La lettre était simple et pleine de bonté. Gemma remerciait Sanine de ne pas avoir douté d'elle, d'avoir eu confiance en elle. Elle ne lui cacha pas qu'elle avait cruellement souffert après la fuite de son fiancé, mais elle ajouta qu'elle avait regardé et regarderait toujours sa rencontre avec Sanine comme un bonheur, car cette rencontre l'avait empêchée d'épouser Kluber, et de cette façon bien qu'indirectement avait été la cause de son mariage avec M. Slocum, avec qui depuis vingt-huit ans elle vit heureuse et dans l'abondance.

Leur maison est connue de tout New-York.

Gemma annonça ensuite qu'elle avait cinq enfants: quatre fils et une fille de dix-huit ans, qui est déjà fiancée. Elle lui envoie la photographie de sa fille, parce qu'au dire de tous elle ressemble à sa mère.

Gemma avait réservé les nouvelles tristes pour la fin de sa lettre.

Frau Lénore était morte à New-York où elle avait accompagné sa fille et son gendre.
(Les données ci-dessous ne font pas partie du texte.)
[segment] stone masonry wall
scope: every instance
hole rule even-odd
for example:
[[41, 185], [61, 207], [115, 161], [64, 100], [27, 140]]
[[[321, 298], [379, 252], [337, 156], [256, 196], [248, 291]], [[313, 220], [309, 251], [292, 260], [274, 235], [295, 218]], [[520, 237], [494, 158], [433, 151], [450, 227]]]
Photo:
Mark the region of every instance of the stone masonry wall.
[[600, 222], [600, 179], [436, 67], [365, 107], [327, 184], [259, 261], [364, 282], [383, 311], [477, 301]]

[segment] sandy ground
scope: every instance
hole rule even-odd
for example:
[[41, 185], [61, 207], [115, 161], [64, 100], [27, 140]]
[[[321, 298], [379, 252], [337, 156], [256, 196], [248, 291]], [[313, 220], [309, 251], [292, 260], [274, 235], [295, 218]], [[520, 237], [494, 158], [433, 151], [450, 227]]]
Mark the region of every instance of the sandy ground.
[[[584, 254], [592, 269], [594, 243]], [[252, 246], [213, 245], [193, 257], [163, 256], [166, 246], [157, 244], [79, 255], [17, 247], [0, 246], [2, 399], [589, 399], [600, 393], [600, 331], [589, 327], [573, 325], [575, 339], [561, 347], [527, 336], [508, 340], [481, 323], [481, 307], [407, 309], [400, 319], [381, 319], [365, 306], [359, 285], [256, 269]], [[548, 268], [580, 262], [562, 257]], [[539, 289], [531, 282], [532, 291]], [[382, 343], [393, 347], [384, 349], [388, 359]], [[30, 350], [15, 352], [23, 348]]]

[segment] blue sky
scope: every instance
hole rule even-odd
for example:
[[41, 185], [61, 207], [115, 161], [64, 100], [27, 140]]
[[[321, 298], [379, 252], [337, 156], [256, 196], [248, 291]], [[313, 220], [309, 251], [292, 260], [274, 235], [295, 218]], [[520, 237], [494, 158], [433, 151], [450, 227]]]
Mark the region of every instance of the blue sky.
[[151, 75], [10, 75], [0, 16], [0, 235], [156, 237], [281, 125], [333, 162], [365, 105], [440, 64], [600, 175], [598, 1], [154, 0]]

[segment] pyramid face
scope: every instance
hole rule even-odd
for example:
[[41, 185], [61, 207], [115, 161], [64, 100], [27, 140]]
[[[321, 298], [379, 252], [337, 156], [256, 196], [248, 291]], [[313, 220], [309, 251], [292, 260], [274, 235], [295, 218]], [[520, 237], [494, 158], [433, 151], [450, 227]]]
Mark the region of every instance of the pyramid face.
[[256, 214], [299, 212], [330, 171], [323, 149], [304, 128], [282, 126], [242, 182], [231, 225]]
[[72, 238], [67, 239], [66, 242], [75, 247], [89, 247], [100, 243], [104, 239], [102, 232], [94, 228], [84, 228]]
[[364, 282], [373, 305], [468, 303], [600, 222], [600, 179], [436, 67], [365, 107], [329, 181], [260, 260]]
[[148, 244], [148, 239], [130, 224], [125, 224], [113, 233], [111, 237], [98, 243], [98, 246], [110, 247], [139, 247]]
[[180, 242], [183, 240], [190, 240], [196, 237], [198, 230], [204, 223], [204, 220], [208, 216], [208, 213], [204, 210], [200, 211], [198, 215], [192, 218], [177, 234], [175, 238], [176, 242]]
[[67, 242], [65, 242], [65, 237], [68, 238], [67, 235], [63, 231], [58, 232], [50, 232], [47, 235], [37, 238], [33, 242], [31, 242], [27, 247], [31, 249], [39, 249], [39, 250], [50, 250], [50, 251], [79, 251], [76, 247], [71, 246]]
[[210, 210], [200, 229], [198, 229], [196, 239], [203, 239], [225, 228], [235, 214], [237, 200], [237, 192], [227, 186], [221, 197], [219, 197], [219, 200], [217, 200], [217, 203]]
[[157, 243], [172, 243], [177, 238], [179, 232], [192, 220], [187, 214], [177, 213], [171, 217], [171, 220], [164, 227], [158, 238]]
Elle a vécu assez longtemps pour pouvoir jouir du bonheur de ses enfants et élever ses petits-enfants.

Pantaleone voulait les accompagner en Amérique, mais il était mort la veille du jour fixé pour le départ de Francfort.

«Et Emilio, notre cher, incomparable Emilio, il est mort de la belle mort, pour la liberté de sa patrie, en Sicile, où il est allé dans les rangs des Mille avec le grand Garibaldi à sa tête. Nous avons pleuré chaudement la mort de notre cher frère, mais en le pleurant nous en étions fiers,—et nous en serons fiers toujours. Sa mémoire nous est sacrée! Sa grande âme désintéressée méritait la couronne du martyre!»

En terminant sa lettre, Gemma exprimait le regret de savoir que la vie de Sanine avait été si peu satisfaisante, elle lui souhaitait avant tout la paix de l'âme, et ajoutait qu'elle eût été heureuse de le revoir, bien qu'une telle rencontre fût peu probable.

Il est impossible d'exprimer ce que Sanine ressentit en lisant cette lettre. Il n'y a pas de mots pour rendre des sentiments semblables. Ces sentiments sont plus profonds, plus forts, plus vagues que la parole. La musique seule pourrait les exprimer.